TIAA-CREF Turns the Page and Shortens Its Name

A substantial rebranding and website redesign underscore the transformation to TIAA, with its simpler, more customer-centric vision.

The name, the look and the customer experience may be new, but TIAA (formerly TIAA-CREF) says its mission remains the same.

“It’s a journey we’ve been on for several years,” explains Ed Moslander, senior managing director and head of institutional client services, in describing the company’s decision to drop the second part of its name (college retirement equities fund). “The idea is to place the emphasis on simplicity, clarity and engagement at the center of our customer experience,” he tells PLANADVISER.

Market research revealed that customers called the firm TIAA, which conveys a simpler, performance-driven image, Moslander says. “Our equity was there,” he explains, “and many also told us the shorter name signals that we are easier to do business with.”

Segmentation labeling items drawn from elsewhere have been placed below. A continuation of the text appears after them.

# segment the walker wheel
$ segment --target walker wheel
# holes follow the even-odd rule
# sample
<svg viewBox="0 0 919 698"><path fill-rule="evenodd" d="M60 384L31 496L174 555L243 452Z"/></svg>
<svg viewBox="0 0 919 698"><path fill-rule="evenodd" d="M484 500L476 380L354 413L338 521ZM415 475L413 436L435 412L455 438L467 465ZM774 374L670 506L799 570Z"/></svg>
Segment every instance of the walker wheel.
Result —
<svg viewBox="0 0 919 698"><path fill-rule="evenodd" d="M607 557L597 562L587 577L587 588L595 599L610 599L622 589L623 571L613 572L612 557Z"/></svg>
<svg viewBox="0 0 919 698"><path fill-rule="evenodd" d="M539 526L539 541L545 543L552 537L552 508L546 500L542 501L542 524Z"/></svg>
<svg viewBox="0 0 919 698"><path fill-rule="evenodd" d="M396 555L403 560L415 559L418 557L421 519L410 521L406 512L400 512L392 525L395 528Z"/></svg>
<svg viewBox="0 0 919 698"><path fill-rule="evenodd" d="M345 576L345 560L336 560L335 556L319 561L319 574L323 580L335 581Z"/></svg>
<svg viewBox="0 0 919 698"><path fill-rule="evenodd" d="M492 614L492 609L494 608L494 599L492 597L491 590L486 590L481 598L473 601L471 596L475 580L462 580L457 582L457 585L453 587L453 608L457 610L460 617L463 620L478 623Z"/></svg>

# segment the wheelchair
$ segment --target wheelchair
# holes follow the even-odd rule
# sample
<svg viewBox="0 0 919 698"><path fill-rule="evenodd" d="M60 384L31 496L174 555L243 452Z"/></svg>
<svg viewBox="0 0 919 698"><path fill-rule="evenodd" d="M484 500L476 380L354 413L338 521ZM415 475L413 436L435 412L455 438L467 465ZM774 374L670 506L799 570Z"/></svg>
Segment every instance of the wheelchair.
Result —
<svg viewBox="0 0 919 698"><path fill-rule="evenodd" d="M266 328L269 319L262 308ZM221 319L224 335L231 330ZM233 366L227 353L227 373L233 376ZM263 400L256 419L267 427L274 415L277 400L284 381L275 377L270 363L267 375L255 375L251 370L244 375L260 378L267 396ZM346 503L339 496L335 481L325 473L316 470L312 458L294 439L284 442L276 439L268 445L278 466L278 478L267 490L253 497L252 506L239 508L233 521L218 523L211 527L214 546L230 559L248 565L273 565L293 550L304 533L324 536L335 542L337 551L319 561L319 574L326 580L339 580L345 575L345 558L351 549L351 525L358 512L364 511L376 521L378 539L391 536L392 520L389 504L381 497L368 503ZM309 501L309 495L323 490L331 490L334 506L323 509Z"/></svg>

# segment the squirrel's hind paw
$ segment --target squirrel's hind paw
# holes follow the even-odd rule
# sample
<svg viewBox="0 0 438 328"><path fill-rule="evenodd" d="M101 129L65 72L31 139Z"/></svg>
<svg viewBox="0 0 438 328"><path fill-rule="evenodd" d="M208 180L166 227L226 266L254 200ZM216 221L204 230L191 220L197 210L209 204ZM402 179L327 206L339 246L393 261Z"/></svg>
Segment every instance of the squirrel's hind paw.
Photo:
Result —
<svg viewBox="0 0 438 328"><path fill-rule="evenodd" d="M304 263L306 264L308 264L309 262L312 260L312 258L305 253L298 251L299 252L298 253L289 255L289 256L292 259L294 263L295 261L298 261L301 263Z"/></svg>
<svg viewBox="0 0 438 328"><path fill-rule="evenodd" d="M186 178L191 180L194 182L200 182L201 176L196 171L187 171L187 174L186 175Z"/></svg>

Although the name of the overall company is changing to TIAA, the underlying mutual funds, annuities and other financial products will stay the same, says Moslander. CREF annuities will still be named CREF. Nuveen Investments, which TIAA acquired in 2014, also does not change in any way. 

The website redesign will spark greater participant engagement, Moslander predicts. “That is the top desire of every plan sponsor: for employees to become more engaged and understand the benefit the plan sponsor is providing,” he says. Primarily, plan sponsors will be able to see a change in how employees engage with the retirement plan. Moslander says the new site is much cleaner, more modern, simpler and more engaging, whether used on a computer or on a mobile device.

TIAA’s testing of user reactions and leveraging of behavioral research led them to test several concepts. “A lot of financial sites default to a content level for the engaged investor,” Moslander explains. Yet near all their customers—94%, according to Moslander—find that level of detail overwhelming and confusing. Instead, TIAA chose to be radically simple and ditch the financial jargon.

NEXT: From pages to sentences

Perhaps the best example, Moslander says, is the fixed-income guaranteed product, traditionally described in detail in numerous pages. Paradoxically, the longer the explanation, the lower people’s understanding. “Today, it’s sentences,” he says, “that get the essence of what the product provides. It is the most significant thing we’ve done.”

Another concept borrowed from behavioral economics is attention economy. “Most people get way more information than they can use,” Moslander points out. The danger is that people can find themselves drowning in too much information, so the site tries to be sparing of the individual’s attention economy with carefully chosen colors that contrast (black and white, or another combination that draws the eye), attractive font size and enough white space on the page. This way, people can easily find the most important information without a lot of clutter or distraction

The user experience was built on mobile use, according to Moslander. “What do people do on a phone? They scroll. So we made this scrollable rather than link to link, rather than a page-view experience.”

As participants grow more accustomed to engaging digitally with sites such as Amazon, they look for that similar ease of experience in other sites. “We think that by making our digital and mobile experience more relatable to other digital experiences, plan participants are going to engage more frequently,” Moslander says.

“We’ve so simplified the delivery of the information that the reasoning is, participants won’t have to go back to their plan sponsors with questions,” Moslander says. “They’re going to be able to get the information in digestible, simple language. Complexity can be the great enemy of understanding—or even action.”

The site offers more self-service, which could take some off the burden off plan sponsors. Whether it’s getting retirement illustrations or seeing what an accumulation could bring as retirement income or running different scenarios around inflation or executing loans, the site is fully transactional but simple and intuitive.

“We are not changing our heritage or mission,” Moslander says emphatically. TIAA’s mission—delivering retirement products and services to the nonprofit market—is unchanged but is now clearer through the rebranding and the look and feel of the site’s redesign.